For communication and exploration purposes, many structures are placed in outer space. These can be in the form of a space station, a space vehicle or satellites. From the time of deployment to the operating conditions, these structures are subjected to different adverse loadings. These include the stresses and vibrations during launch, extreme fluctuations of temperature from −150° C. to +150° C. (depending on whether the structure is facing the sun or not), impact of space dusts such as atomic oxygens, micro-meteorites, hard vacuum environment, etc. Under these loading conditions cracks and punctures may be formed in these structures. These structures are very expensive to produce and to deploy. It is therefore very important to ensure that their operational life is as long as possible. If cracks are created in these structures, due to their remote locations, it is expensive and impractical to send service people to do repair. If the structure can repair itself after being subjected to loadings that produce cracks the life of the structure can be prolonged.
Due to their light weight, high stiffness and high strength, polymer matrix composite materials have been used to make many parts of space structures, aircraft, as well as a wide range of high performance products including tennis racquets and other sporting goods. While in aircraft, the operating range may vary roughly from −60° C. to +50° C., in other applications for high performance composite materials, the operating temperature range may be less vast. Polymer composite materials consist mainly of strong and hard fibers such as carbon, glass and aramid fibers, and resin matrix such as epoxy resins. Fibers are resistant and may not break easily. However the resin matrix may crack more easily.
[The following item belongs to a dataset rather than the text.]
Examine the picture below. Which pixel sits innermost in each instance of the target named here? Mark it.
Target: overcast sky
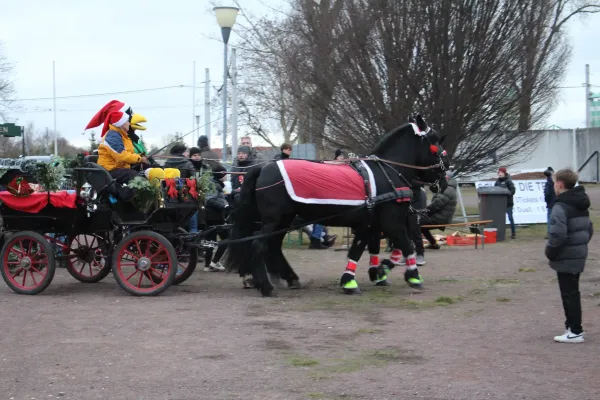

There has been development of self-healing of epoxy matrix resin for general purpose applications. This has been described in U.S. Pat. No. 6,518,330 to White et al and U.S. Pat. No. 6,858,659 to White et al. These patents teach a material that is self-healed by thermal treatment above the normal operating temperature of the material, namely the material is taken out of its operating environment, raised to a temperature above 33° C. at which the monomer flows into any cracks and polymerizes, and then cooled down to the normal operating temperature.
Another approach for healing of polymeric resins is to incorporate hollow fibers into the matrix resin. (Semprimoschnig C., “Enabling self-healing capability—a small step to bio-mimetic materials”, Materials Report number 4476, European Space Agency, Jan. 12, 2006). In this approach, hollow glass fibers are embedded in the polymer matrix materials. Semprimoschnig C. et al., used a two-part healing materials infused in separate hollow fibers. When a crack occurs, it breaks the hollow fibers, and the two-part healing materials flow out to fill the cavity of the crack. The reaction requires external heating (2 hours at 100° C.) to enable a complete curing. Also the healing efficiency is not high.